After participating in underground student movements, he joined the Communist Party in 1946, before training as an engineer in Moscow and later working in state-owned industry to distinguish himself.
With the help of powerful patrons, Jiang became mayor of Shanghai in 1985 and later its Communist Party chief, placing him in the party’s national inner circle.
In 1989, during a major crackdown at the top over the handling of Tiananmen and China’s economic course, Deng tapped the non-controversial Jiang over other high-ranking candidates to run the party, while Deng remained the paramount leader.

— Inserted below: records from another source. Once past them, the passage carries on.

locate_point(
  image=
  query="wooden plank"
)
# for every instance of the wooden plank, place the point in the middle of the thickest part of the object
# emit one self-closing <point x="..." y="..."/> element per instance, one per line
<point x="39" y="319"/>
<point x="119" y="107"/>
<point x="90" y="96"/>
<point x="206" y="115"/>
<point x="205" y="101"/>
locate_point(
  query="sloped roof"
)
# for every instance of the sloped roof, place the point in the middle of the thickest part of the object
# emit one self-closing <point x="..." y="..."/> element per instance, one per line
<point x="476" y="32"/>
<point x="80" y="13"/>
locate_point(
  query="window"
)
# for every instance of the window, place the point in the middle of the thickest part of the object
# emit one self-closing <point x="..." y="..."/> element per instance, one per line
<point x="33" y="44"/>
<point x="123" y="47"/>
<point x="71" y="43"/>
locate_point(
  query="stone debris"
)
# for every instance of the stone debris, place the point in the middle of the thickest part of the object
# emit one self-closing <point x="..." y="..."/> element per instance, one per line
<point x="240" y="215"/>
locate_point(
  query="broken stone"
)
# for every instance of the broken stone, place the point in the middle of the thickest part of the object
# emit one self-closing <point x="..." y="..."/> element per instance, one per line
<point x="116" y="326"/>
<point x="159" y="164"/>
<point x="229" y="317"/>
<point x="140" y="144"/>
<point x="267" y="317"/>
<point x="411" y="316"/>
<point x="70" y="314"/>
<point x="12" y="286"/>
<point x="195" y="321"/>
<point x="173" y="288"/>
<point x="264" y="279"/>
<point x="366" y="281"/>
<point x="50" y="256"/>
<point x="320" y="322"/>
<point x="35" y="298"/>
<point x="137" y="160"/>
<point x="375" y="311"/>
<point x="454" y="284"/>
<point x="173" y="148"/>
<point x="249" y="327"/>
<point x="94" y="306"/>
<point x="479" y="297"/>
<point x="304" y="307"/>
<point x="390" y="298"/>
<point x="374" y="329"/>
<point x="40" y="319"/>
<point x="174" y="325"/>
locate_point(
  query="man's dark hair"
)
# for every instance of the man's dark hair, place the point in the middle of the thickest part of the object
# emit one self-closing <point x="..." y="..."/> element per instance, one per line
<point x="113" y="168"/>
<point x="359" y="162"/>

Jiang was praised for peacefully ending the Tiananmen-inspired protests in Shanghai, and received other important titles, including military chief.
– ‘Toad Worshiper’ –
Jiang was succeeded by Hu Jintao in 2002, but he held on to the remnants of power until 2004, when he finally left his position as chief of staff of China’s military.
His behind-the-scenes influence affected Hu’s presidency, limiting his power to undertake bold political reform.
In recent years, Jiang had become an unexpected viral meme among millennial and Gen Z Chinese fans, who call themselves “toad worshipers” for their frog-like faces and bizarre behavior.
During the marathon three-hour speech given by Xi at the 2017 Communist Party Congress, Internet users rejoiced when Jiang apparently blinked and checked his watch several times, or inspected documents with a large magnifying glass. Happened.
Jiang did not attend the opening or closing ceremonies of last month’s party congress – where Xi was appointed for a third term as party leader – sparking concerns over possible ill health.
Jiang is survived by his wife, Wang Yeping, and two sons.